Is Monday the day the third wave of Covid begins?

 As regular readers know, I run a music studio. We are currently open only for professional musicians, solo/single household artists and education related to public exams. To give some idea of what this means, we have 19 bookings all day in our 17 studios. To give some idea of the effects of lockdown, on a similar day in 2019, we'd have somewhere between 40-50 bookings. What has this got to do with the headline? Well I am just giving you some idea of what a normal days business looks like at the moment and it is relevant. 

For our business, Thursday is our logical end of the week. We pay in our cash takings (or we used to when people used it), so we work our weeks out Friday to Thursday. Each week we keep stats to compare with the previous year. This allows us to plan, identify if a studio is not being used as much or much more. This allows us to improve as we can see in real time going back 20 years, what has worked and what hasn't. Of course, as we were shut last April, there is not too much to learn. However as I look at the coming week, I noticed something most unexpected. On Monday, we have no bookings at all. As Fri-Sun are booked  and Tues-Thurs have normal bookings, I was quite puzzled. They I remembered. Monday is the day when we can go to the pub, cafe or restaurant, if they have an outside area. It seems that all of our customers seem to be grabbing this opportunity with both hands. 
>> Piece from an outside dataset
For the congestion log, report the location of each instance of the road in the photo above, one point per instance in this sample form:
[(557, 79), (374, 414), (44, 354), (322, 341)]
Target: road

The latest Barnet Council dashboard says that Barnet has a covid infection rate of 27 per 100K people. Although that is massively lower than January, In December, the Govt was putting advisory warnings when countries rate went above 20 per 100K. In short, the Pandemic is far from over. What is different is that all vulnerable people and those over 50 have been offered a vaccination and most have had at least one dose. The chief medical officer tells us this means we are 80% less likely to die if we are infected. However almost no healthy people under 50 have been vaccinated, which means potentially there is a huge well of people who could potentially become infected. Now these are far less likely to get ill, so you may say "so what?" but the biggest risk is of vaccine resistant mutations. 

What my own studios bookings tell me is that we are desperate to be let off the leash. I don't blame anyone for this reaction. None of us want to be locked down a second longer than need be. Will meeting friends for a pint in the pub garden significantly raise the rate of infection? Only time will tell. I hope people are sensible and don't go completely over the top, but it is a concern. 

I was skeptical about he return of children to school last month and felt that this was a tad rushed. Although the rate of infection has not risen, it has not fallen at the same rate since the opening. This was good news. The mass testing has clearly helped. If we are sensible and keep a degree of social distance, then it is not unrealistic to hope that the easing will not have a major impact.

However there is one thing that concerns me. Those covid deniers, who believe the whole thing is a conspiracy, have been forced to follow the rules to some extent by the lockdown. They don't want vaccines and they don't want to social distance. In the USA where there are far more people of this ilk, covid rates and deaths have not come down. I do worry that this group could be the spark that lights the fire of another wave. There is a part of me that thinks this is just Darwinian evolution in motion, and as someone who is vaccinated, I'll be alright, but if the rate creeps up, the chances of mutation increase. The virus isn't sentient. It doesn't know that we have vaccines and it is under threat. It mutates at on a random basis, therefore the bigger the well of infection, the more chance. The anti vaxxers get very shouty about infringements on their liberty. If they bring in a third wave and another lockdown I'll take no satisfaction in smugly knowing that it is their idiocy that sent us back to Jail (in Monopoly parlence). 

There are some people who clearly don't understand statistics (I did an A Level in the subject), who are claiming Covoid is over. It isn't, we are just back to where we were last October, but we have vaccines to hold the worst of the pandemic back. My view, and the view of the chief medical officer is that we are not out of the woods. 

To sum up, I am happy that there is a relaxing. I just hope that we are all sensible enough to behave wisely and not spark a third wave. I suspect Boris is actually being far more gung ho than the medics in his team would like. I sincerely hope that we, the people, repay his faith in us. So when you see your mates, have a pint, but lay off the kissing and hugging for the time being.